Gross revenues were down 17 percent and 3 percent respectively. And net income was down 29 percent and 18 percent. Only stringent cost-cutting - including the first-ever layoffs at Microsoft - prevented even worse results, according to Ovum research director Warren Wilson.
He reckons that a wave of new products from Microsoft could see its position improve later this year. To me, that's a convincing argument. After all, multiple products are set to be replaced in a relatively short timeframe.
Windows 7 isn't far away. Apart from the upgrade business, a successful debut for the new operating system could release pent-up demand for new hardware. If customers had decided against switching to Vista, there were no compelling reasons for replacing PCs or notebooks across the board.
Clearly, non-consumer customers will still need to come up with a viable business case for hardware or software upgrades, but the Windows 7 release candidate is apparently being received with an enthusiasm that Vista never manages to attract. Getting past Vista removes a significant obstacle to upgrades.
Windows Server 2008 R2 will ship around the same time. New virtualisation and management features could spark renewed interest - especially as virtualisation is seen as a significant factor in reducing IT costs and energy consumption.

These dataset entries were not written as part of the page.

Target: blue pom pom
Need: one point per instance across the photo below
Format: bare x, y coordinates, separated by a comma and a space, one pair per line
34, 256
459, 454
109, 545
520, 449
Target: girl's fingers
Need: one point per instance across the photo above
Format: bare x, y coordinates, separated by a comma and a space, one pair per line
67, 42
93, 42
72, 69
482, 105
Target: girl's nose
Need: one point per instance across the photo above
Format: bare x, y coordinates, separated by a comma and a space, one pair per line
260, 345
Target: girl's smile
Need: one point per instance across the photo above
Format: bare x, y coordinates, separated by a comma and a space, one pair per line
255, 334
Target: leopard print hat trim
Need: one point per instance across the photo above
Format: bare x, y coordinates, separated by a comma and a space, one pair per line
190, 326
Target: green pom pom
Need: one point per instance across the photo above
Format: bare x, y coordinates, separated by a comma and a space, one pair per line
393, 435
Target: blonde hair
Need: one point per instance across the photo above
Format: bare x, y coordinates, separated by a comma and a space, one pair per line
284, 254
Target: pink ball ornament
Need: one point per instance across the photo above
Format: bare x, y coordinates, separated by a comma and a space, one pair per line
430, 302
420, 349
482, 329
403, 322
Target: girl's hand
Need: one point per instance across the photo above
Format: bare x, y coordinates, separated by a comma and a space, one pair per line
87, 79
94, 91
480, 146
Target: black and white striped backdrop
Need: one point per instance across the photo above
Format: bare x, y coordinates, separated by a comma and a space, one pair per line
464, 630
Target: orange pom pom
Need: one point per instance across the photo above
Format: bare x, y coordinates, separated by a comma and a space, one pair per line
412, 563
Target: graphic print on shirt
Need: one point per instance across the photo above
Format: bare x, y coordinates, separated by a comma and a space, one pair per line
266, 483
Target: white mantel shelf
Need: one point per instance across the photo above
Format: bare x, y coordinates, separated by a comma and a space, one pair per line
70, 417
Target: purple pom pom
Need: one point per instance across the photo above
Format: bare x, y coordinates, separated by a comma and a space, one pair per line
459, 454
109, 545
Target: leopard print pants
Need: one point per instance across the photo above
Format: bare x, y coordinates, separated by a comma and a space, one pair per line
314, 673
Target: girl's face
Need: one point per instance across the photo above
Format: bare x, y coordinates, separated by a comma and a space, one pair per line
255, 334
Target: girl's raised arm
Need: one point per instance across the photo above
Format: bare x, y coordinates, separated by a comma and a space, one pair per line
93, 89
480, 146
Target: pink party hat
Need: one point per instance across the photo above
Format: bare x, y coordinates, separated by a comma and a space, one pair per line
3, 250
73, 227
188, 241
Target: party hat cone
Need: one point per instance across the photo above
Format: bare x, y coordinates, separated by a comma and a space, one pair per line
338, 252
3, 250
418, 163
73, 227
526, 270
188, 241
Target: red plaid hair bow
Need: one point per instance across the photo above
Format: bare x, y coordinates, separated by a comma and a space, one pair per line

What else is ahead? Please read on.
2010 will see other significant releases, including Windows Mobile, SharePoint Server, Exchange Server, and Office 2010.
He doesn't think everything is rosy for Microsoft, pointing to the way Zune and Xbox are also-rans, and the relative success of Linux on netbooks (10 percent, according to Wilson).
While I generally agree with his perspective, I think he is being a bit optimistic in saying that "the most recent quarter will mark the low point for Microsoft, after which it will ride out the rest of the recession".
I can see no real reason to expect the current quarter to be better than the last. I think Wilson's reference to "several months of bumping along the bottom" is more accurate, at least until the new products start to flow.
Continued cost cutting may help profitability, but revenue growth - especially for the business division - is what's really needed. With new versions of multiple products looming, surely buyers will remain on the sidelines as much as possible to avoid the extra costs associated with upgrading operating systems and applications soon after initial deployment.
No doubt Microsoft will be hoping I'm wrong and Warren Wilson is right. And that its proposed settlement with the European Commission will ward off the threat of another billion dollars or so in fines.